Nov. 07–WASHINGTON — Shell Oil Co. on Wednesday filed a broad drilling blueprint with federal regulators in Alaska, officially launching its bid to resume drilling in Arctic waters north of the state next summer.

The company is at least temporarily scaling back its ambitions, with a 2014 exploration plan that focuses solely on its potentially more lucrative leases in the Chukchi Sea. It also has acreage in the neighboring Beaufort Sea.

The plan filed with the Bureau of Ocean Energy Management envisions that Shell would use the contracted drillship Noble Discoverer to bore several wells in the Chukchi Sea coming years. Shell and the bureau confirmed that the company filed a revised Chukchi exploration plan with the agency’s Alaska office.

There are still many steps before Shell’s drill bits could begin burrowing into the Arctic seabed again, following a 2012 season that was marked by high-profile mishaps, including the grounding of its conical drilling unit, the Kulluk, on Dec. 31 last year.

Even Shell isn’t sure it will be drilling.

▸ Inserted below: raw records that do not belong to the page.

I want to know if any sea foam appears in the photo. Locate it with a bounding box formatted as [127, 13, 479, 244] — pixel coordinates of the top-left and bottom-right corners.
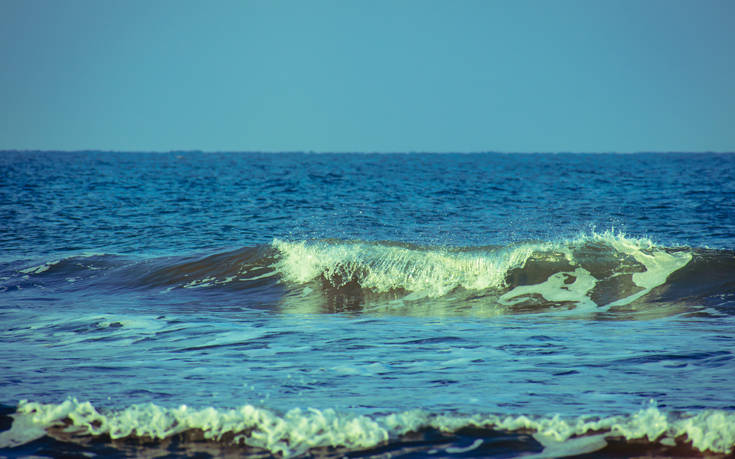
[0, 399, 735, 457]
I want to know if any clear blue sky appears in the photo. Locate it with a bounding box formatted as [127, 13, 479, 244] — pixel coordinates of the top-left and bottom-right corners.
[0, 0, 735, 152]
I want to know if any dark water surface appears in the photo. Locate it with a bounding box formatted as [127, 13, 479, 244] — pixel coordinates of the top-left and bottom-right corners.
[0, 152, 735, 457]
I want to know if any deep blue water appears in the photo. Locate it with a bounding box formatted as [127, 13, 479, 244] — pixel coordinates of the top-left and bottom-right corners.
[0, 152, 735, 457]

In a statement Wednesday, the company noted it filed the plan “to keep the company’s 2014 exploration options viable.”

“We will continue to take a methodical approach to this exploration phase and will only proceed if the program meets the conditions necessary to proceed safely and responsibly,” Shell spokesman Curtis Smith said.

Fundamentally, Shell will have to convince federal regulators it is up to the task, after the Interior Department in March issued a report questioning whether the company had the “ability to operate safely and responsibly in the challenging and unpredictable conditions” off the coast of Alaska.

Shell would have to win federal approval for its oil spill response plan and its drilling blueprint, which is subject to environmental reviews and public comment. Shell also would have to secure drilling permits for individual wells from the Bureau of Safety and Environmental Enforcement.

And regulators would have to go along with Shell’s likely plan to use a new vessel, Transocean’s semisubmersible drilling unit Polar Pioneer, as a backup rig ready to bore a relief well in case of an emergency. Shell officials aim to eventually put the 29-year-old Polar Pioneer to use in the neighboring Beaufort Sea and are on track to scrap its damaged Kulluk, taking a potential $200 million hit in the process.

One major step — securing air pollution permits to govern the work — is expected be much easier for Shell this year. Although the Environmental Protection Agency previously oversaw Clean Air permitting in the Arctic, Congress has shifted that responsibility to the Interior Department, over the objections of environmentalists who said that could weaken the process.